I was very impressed, and I guess it showed because one company PR/marketing pundit commented that I could probably write about nothing but Trimble rugged equipment for the next twelve months. Although he said it in jest, he was more correct than he knew. Indeed, another person in that group commented that I could write nothing but reviews for the next twelve months and become known as the Gunnery Sergeant Lee Emery military twin for GNSS. You may remember Emery hosted two History Channel programs: Mail Call, where he answered military questions, both modern and historic; and Lock N’ Load with R. Lee Ermey, which focused on the development of different types of military equipment, mostly weapons.
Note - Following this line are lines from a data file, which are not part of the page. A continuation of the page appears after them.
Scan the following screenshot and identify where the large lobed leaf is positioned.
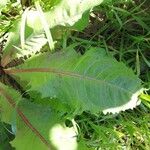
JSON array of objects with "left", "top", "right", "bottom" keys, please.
[{"left": 6, "top": 48, "right": 142, "bottom": 114}]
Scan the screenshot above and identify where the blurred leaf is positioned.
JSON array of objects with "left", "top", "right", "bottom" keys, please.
[{"left": 0, "top": 0, "right": 9, "bottom": 14}]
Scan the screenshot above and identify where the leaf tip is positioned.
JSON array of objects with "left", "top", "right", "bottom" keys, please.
[{"left": 103, "top": 88, "right": 144, "bottom": 115}]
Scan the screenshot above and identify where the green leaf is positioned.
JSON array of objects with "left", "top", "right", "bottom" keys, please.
[
  {"left": 1, "top": 20, "right": 37, "bottom": 67},
  {"left": 27, "top": 0, "right": 104, "bottom": 29},
  {"left": 0, "top": 83, "right": 77, "bottom": 150},
  {"left": 6, "top": 48, "right": 142, "bottom": 114},
  {"left": 72, "top": 11, "right": 90, "bottom": 31},
  {"left": 10, "top": 100, "right": 77, "bottom": 150},
  {"left": 0, "top": 0, "right": 9, "bottom": 14},
  {"left": 2, "top": 0, "right": 104, "bottom": 67},
  {"left": 35, "top": 1, "right": 54, "bottom": 50},
  {"left": 2, "top": 24, "right": 47, "bottom": 67},
  {"left": 10, "top": 101, "right": 56, "bottom": 150},
  {"left": 0, "top": 83, "right": 21, "bottom": 124}
]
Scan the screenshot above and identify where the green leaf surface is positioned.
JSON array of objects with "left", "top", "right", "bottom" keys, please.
[
  {"left": 0, "top": 83, "right": 21, "bottom": 124},
  {"left": 27, "top": 0, "right": 104, "bottom": 29},
  {"left": 72, "top": 11, "right": 90, "bottom": 31},
  {"left": 0, "top": 82, "right": 77, "bottom": 150},
  {"left": 11, "top": 100, "right": 77, "bottom": 150},
  {"left": 10, "top": 101, "right": 56, "bottom": 150},
  {"left": 7, "top": 48, "right": 142, "bottom": 114}
]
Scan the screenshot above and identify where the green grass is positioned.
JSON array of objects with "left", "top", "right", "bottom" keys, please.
[{"left": 75, "top": 106, "right": 150, "bottom": 150}]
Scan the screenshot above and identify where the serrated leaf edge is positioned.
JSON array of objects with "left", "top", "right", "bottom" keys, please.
[{"left": 103, "top": 88, "right": 144, "bottom": 114}]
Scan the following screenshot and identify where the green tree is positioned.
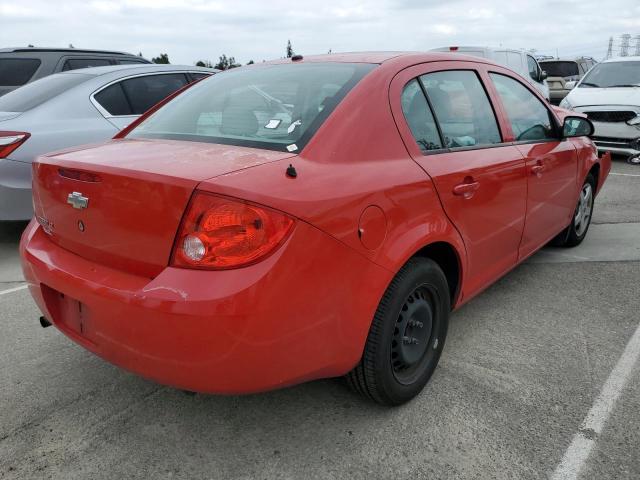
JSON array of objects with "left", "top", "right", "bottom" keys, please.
[
  {"left": 247, "top": 60, "right": 254, "bottom": 65},
  {"left": 286, "top": 40, "right": 294, "bottom": 58},
  {"left": 196, "top": 60, "right": 213, "bottom": 67},
  {"left": 151, "top": 53, "right": 170, "bottom": 64},
  {"left": 214, "top": 54, "right": 240, "bottom": 70}
]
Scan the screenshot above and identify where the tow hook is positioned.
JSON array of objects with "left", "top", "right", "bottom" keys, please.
[{"left": 39, "top": 316, "right": 52, "bottom": 328}]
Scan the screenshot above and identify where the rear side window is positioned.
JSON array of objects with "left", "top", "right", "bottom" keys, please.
[
  {"left": 420, "top": 70, "right": 501, "bottom": 148},
  {"left": 190, "top": 72, "right": 210, "bottom": 81},
  {"left": 400, "top": 79, "right": 442, "bottom": 152},
  {"left": 490, "top": 73, "right": 556, "bottom": 142},
  {"left": 117, "top": 59, "right": 147, "bottom": 65},
  {"left": 121, "top": 74, "right": 189, "bottom": 114},
  {"left": 0, "top": 73, "right": 91, "bottom": 112},
  {"left": 62, "top": 58, "right": 112, "bottom": 71},
  {"left": 0, "top": 58, "right": 41, "bottom": 86},
  {"left": 94, "top": 83, "right": 132, "bottom": 115}
]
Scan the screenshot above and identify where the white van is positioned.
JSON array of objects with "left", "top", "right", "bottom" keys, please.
[{"left": 430, "top": 46, "right": 550, "bottom": 100}]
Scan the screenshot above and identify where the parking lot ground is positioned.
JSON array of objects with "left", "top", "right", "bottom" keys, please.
[{"left": 1, "top": 159, "right": 639, "bottom": 479}]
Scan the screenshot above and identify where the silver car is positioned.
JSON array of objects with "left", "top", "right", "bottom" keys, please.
[
  {"left": 0, "top": 64, "right": 216, "bottom": 220},
  {"left": 560, "top": 57, "right": 640, "bottom": 161}
]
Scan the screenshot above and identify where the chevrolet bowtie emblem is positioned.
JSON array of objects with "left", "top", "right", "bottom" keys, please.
[{"left": 67, "top": 192, "right": 89, "bottom": 210}]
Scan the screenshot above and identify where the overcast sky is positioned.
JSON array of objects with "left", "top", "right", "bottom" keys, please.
[{"left": 1, "top": 0, "right": 638, "bottom": 65}]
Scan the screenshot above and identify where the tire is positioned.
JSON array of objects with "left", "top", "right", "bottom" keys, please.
[
  {"left": 628, "top": 155, "right": 640, "bottom": 166},
  {"left": 346, "top": 257, "right": 450, "bottom": 406},
  {"left": 553, "top": 173, "right": 596, "bottom": 248}
]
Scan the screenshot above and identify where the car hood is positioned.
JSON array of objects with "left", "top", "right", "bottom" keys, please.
[{"left": 567, "top": 87, "right": 640, "bottom": 108}]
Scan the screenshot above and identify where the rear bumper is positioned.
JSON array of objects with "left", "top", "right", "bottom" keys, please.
[
  {"left": 0, "top": 158, "right": 33, "bottom": 221},
  {"left": 20, "top": 220, "right": 390, "bottom": 394},
  {"left": 549, "top": 89, "right": 570, "bottom": 105}
]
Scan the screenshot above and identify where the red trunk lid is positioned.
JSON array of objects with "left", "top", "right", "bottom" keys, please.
[{"left": 32, "top": 138, "right": 294, "bottom": 277}]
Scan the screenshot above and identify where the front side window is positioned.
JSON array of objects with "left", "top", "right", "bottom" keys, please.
[
  {"left": 128, "top": 63, "right": 376, "bottom": 152},
  {"left": 400, "top": 79, "right": 442, "bottom": 152},
  {"left": 0, "top": 58, "right": 41, "bottom": 86},
  {"left": 490, "top": 73, "right": 556, "bottom": 142},
  {"left": 420, "top": 70, "right": 501, "bottom": 148},
  {"left": 579, "top": 61, "right": 640, "bottom": 88},
  {"left": 62, "top": 58, "right": 112, "bottom": 71}
]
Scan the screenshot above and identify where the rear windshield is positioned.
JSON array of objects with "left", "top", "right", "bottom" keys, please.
[
  {"left": 0, "top": 73, "right": 91, "bottom": 112},
  {"left": 128, "top": 63, "right": 376, "bottom": 152},
  {"left": 540, "top": 61, "right": 579, "bottom": 78},
  {"left": 579, "top": 61, "right": 640, "bottom": 88},
  {"left": 0, "top": 58, "right": 41, "bottom": 86}
]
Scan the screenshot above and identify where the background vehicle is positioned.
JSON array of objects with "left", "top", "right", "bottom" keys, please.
[
  {"left": 21, "top": 52, "right": 609, "bottom": 406},
  {"left": 0, "top": 47, "right": 151, "bottom": 97},
  {"left": 0, "top": 64, "right": 216, "bottom": 220},
  {"left": 560, "top": 56, "right": 640, "bottom": 160},
  {"left": 430, "top": 46, "right": 550, "bottom": 100},
  {"left": 540, "top": 56, "right": 597, "bottom": 105}
]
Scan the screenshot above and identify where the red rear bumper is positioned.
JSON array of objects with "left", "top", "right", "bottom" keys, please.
[{"left": 20, "top": 220, "right": 390, "bottom": 394}]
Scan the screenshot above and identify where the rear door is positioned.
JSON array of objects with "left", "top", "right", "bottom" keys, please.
[
  {"left": 391, "top": 62, "right": 528, "bottom": 299},
  {"left": 487, "top": 69, "right": 578, "bottom": 260}
]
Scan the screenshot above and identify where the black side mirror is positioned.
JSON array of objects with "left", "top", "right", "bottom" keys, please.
[
  {"left": 540, "top": 70, "right": 548, "bottom": 81},
  {"left": 562, "top": 116, "right": 594, "bottom": 138}
]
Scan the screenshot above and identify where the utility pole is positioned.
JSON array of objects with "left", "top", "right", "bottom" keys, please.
[
  {"left": 606, "top": 36, "right": 613, "bottom": 59},
  {"left": 620, "top": 34, "right": 631, "bottom": 57}
]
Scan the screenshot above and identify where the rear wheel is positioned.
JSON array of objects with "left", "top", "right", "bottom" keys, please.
[
  {"left": 553, "top": 173, "right": 595, "bottom": 247},
  {"left": 346, "top": 257, "right": 450, "bottom": 406}
]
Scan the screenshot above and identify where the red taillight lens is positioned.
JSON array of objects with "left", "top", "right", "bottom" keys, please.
[
  {"left": 171, "top": 192, "right": 295, "bottom": 269},
  {"left": 0, "top": 131, "right": 30, "bottom": 158}
]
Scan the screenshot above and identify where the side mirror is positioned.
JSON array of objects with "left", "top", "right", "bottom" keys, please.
[
  {"left": 563, "top": 116, "right": 594, "bottom": 138},
  {"left": 565, "top": 80, "right": 576, "bottom": 89},
  {"left": 539, "top": 70, "right": 548, "bottom": 81}
]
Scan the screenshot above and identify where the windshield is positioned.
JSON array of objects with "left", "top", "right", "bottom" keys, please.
[
  {"left": 579, "top": 61, "right": 640, "bottom": 88},
  {"left": 540, "top": 61, "right": 579, "bottom": 78},
  {"left": 128, "top": 63, "right": 376, "bottom": 152},
  {"left": 0, "top": 72, "right": 92, "bottom": 112}
]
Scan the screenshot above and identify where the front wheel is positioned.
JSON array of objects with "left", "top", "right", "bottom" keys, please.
[
  {"left": 554, "top": 173, "right": 596, "bottom": 247},
  {"left": 346, "top": 257, "right": 450, "bottom": 406}
]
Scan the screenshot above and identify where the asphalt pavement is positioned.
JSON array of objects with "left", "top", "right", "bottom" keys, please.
[{"left": 1, "top": 159, "right": 639, "bottom": 480}]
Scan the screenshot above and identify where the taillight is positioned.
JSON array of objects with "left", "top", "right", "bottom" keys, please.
[
  {"left": 0, "top": 131, "right": 30, "bottom": 158},
  {"left": 171, "top": 192, "right": 295, "bottom": 269}
]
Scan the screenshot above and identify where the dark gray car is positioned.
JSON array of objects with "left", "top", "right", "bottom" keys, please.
[
  {"left": 0, "top": 64, "right": 216, "bottom": 220},
  {"left": 0, "top": 47, "right": 151, "bottom": 97}
]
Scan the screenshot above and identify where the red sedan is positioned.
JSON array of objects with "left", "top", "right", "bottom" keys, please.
[{"left": 20, "top": 52, "right": 610, "bottom": 405}]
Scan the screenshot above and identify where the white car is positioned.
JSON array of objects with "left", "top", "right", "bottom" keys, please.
[
  {"left": 430, "top": 46, "right": 550, "bottom": 100},
  {"left": 560, "top": 56, "right": 640, "bottom": 162}
]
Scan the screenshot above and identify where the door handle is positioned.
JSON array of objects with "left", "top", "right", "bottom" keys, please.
[
  {"left": 531, "top": 163, "right": 545, "bottom": 176},
  {"left": 452, "top": 178, "right": 480, "bottom": 199}
]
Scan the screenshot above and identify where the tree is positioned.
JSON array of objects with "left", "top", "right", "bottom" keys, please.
[
  {"left": 196, "top": 60, "right": 213, "bottom": 68},
  {"left": 138, "top": 52, "right": 144, "bottom": 57},
  {"left": 69, "top": 43, "right": 75, "bottom": 49},
  {"left": 286, "top": 40, "right": 294, "bottom": 58},
  {"left": 246, "top": 60, "right": 254, "bottom": 65},
  {"left": 151, "top": 53, "right": 170, "bottom": 64},
  {"left": 214, "top": 54, "right": 240, "bottom": 70}
]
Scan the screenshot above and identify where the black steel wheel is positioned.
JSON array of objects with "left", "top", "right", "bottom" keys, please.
[{"left": 346, "top": 257, "right": 450, "bottom": 406}]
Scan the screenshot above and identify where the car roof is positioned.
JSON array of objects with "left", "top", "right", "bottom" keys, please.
[
  {"left": 602, "top": 56, "right": 640, "bottom": 63},
  {"left": 60, "top": 64, "right": 219, "bottom": 77},
  {"left": 0, "top": 47, "right": 138, "bottom": 55},
  {"left": 262, "top": 51, "right": 501, "bottom": 67}
]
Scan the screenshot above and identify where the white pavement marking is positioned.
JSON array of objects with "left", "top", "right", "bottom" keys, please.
[
  {"left": 610, "top": 172, "right": 640, "bottom": 178},
  {"left": 551, "top": 322, "right": 640, "bottom": 480},
  {"left": 0, "top": 284, "right": 28, "bottom": 296}
]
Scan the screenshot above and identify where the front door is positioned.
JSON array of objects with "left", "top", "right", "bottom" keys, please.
[{"left": 488, "top": 72, "right": 578, "bottom": 259}]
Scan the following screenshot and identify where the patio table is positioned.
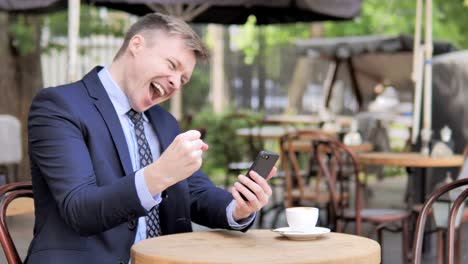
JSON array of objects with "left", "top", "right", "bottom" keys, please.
[
  {"left": 264, "top": 114, "right": 354, "bottom": 128},
  {"left": 358, "top": 152, "right": 464, "bottom": 204},
  {"left": 131, "top": 230, "right": 380, "bottom": 264}
]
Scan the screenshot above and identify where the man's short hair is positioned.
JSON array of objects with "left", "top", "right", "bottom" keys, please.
[{"left": 114, "top": 13, "right": 208, "bottom": 62}]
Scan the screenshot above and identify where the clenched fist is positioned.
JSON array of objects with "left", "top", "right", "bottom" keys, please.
[{"left": 144, "top": 130, "right": 208, "bottom": 195}]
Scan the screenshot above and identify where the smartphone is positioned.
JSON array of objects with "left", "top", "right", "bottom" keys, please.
[{"left": 240, "top": 150, "right": 279, "bottom": 201}]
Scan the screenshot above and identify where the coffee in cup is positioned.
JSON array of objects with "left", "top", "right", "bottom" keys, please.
[{"left": 285, "top": 207, "right": 319, "bottom": 232}]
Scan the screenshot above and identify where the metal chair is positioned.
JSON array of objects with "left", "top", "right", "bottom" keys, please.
[
  {"left": 0, "top": 182, "right": 33, "bottom": 264},
  {"left": 411, "top": 145, "right": 468, "bottom": 264},
  {"left": 413, "top": 178, "right": 468, "bottom": 264},
  {"left": 0, "top": 115, "right": 22, "bottom": 183}
]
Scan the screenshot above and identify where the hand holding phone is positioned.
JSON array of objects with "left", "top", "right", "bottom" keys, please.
[{"left": 240, "top": 150, "right": 279, "bottom": 201}]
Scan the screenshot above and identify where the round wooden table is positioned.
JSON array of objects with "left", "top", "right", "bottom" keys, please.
[
  {"left": 358, "top": 152, "right": 464, "bottom": 168},
  {"left": 358, "top": 152, "right": 464, "bottom": 204},
  {"left": 131, "top": 230, "right": 381, "bottom": 264}
]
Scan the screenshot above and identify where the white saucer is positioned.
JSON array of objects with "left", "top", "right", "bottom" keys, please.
[{"left": 272, "top": 227, "right": 330, "bottom": 240}]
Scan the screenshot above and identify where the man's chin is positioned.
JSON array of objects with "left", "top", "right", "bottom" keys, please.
[{"left": 153, "top": 96, "right": 169, "bottom": 106}]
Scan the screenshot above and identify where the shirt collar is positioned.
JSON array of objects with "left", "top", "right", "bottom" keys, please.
[{"left": 98, "top": 67, "right": 148, "bottom": 122}]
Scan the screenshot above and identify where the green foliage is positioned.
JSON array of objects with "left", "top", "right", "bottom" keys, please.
[
  {"left": 185, "top": 109, "right": 264, "bottom": 178},
  {"left": 186, "top": 109, "right": 222, "bottom": 175},
  {"left": 232, "top": 15, "right": 310, "bottom": 64},
  {"left": 9, "top": 15, "right": 37, "bottom": 56},
  {"left": 181, "top": 65, "right": 210, "bottom": 115},
  {"left": 46, "top": 5, "right": 128, "bottom": 38},
  {"left": 324, "top": 0, "right": 468, "bottom": 49},
  {"left": 324, "top": 0, "right": 415, "bottom": 37}
]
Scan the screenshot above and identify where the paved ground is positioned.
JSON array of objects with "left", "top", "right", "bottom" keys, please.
[{"left": 2, "top": 175, "right": 467, "bottom": 264}]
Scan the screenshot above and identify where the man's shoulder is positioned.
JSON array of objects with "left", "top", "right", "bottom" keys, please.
[
  {"left": 36, "top": 67, "right": 102, "bottom": 100},
  {"left": 40, "top": 66, "right": 100, "bottom": 89},
  {"left": 35, "top": 80, "right": 86, "bottom": 102}
]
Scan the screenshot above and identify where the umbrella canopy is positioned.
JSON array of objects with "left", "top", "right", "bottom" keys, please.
[
  {"left": 295, "top": 34, "right": 456, "bottom": 108},
  {"left": 0, "top": 0, "right": 362, "bottom": 24},
  {"left": 94, "top": 0, "right": 362, "bottom": 24}
]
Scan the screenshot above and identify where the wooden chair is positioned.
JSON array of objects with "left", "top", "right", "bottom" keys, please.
[
  {"left": 260, "top": 129, "right": 335, "bottom": 228},
  {"left": 281, "top": 130, "right": 337, "bottom": 209},
  {"left": 411, "top": 145, "right": 468, "bottom": 264},
  {"left": 413, "top": 178, "right": 468, "bottom": 264},
  {"left": 315, "top": 139, "right": 410, "bottom": 264},
  {"left": 0, "top": 182, "right": 33, "bottom": 264}
]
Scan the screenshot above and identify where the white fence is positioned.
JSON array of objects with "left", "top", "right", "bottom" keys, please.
[{"left": 41, "top": 35, "right": 123, "bottom": 87}]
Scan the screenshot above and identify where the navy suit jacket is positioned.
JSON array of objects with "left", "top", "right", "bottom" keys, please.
[{"left": 26, "top": 67, "right": 241, "bottom": 264}]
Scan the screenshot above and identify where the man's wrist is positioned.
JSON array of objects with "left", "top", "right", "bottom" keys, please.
[
  {"left": 144, "top": 163, "right": 169, "bottom": 196},
  {"left": 227, "top": 200, "right": 255, "bottom": 229}
]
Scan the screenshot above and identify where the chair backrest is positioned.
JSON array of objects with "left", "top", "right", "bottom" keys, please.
[
  {"left": 314, "top": 139, "right": 362, "bottom": 236},
  {"left": 412, "top": 178, "right": 468, "bottom": 264},
  {"left": 280, "top": 129, "right": 337, "bottom": 208},
  {"left": 0, "top": 182, "right": 33, "bottom": 264}
]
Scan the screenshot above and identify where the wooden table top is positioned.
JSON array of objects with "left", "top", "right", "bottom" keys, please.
[
  {"left": 131, "top": 230, "right": 380, "bottom": 264},
  {"left": 287, "top": 140, "right": 373, "bottom": 153},
  {"left": 236, "top": 125, "right": 301, "bottom": 140},
  {"left": 264, "top": 115, "right": 354, "bottom": 127},
  {"left": 358, "top": 152, "right": 464, "bottom": 168},
  {"left": 236, "top": 126, "right": 345, "bottom": 141}
]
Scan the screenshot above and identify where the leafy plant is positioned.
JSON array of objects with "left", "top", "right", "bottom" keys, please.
[
  {"left": 9, "top": 15, "right": 37, "bottom": 56},
  {"left": 185, "top": 109, "right": 264, "bottom": 179}
]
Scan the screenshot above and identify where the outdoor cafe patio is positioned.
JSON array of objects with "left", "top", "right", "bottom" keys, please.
[{"left": 3, "top": 1, "right": 468, "bottom": 264}]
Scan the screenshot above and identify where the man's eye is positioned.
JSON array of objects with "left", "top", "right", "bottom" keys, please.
[{"left": 169, "top": 61, "right": 176, "bottom": 70}]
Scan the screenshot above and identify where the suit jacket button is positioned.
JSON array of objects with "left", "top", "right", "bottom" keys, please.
[{"left": 128, "top": 219, "right": 137, "bottom": 230}]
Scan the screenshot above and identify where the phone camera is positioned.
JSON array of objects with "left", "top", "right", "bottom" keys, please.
[{"left": 263, "top": 155, "right": 270, "bottom": 159}]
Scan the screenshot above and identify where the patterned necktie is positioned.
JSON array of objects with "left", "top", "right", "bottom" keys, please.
[{"left": 127, "top": 109, "right": 162, "bottom": 238}]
I personally never missed an episode of either program and while I am flattered at the comparison, frankly I prefer the written word. But it does offer up the possibility of conducting even more PNT/GNNS equipment evaluations – the only issue being that it takes me about six weeks to properly evaluate a piece of PNT equipment, and it really helps if there is are lots of snow banks and deep icy puddles around. And remember, my rules of engagement are to never write a bad review, because why should you spend your time reading about something you can’t use, and, if at all possible, I won’t review equipment I have not personally used in the field under the most austere conditions available.

So in the next twelve months we will be looking hard at candidates vying for the title of the PHGPST, and I will do my best to keep you abreast of all the technological advancements and policy changes that make that possible. And maybe next year as the holidays approach, I will be able to respond with a plethora of choices for the PHGPST.

Until next year, semper fi and happy navigating.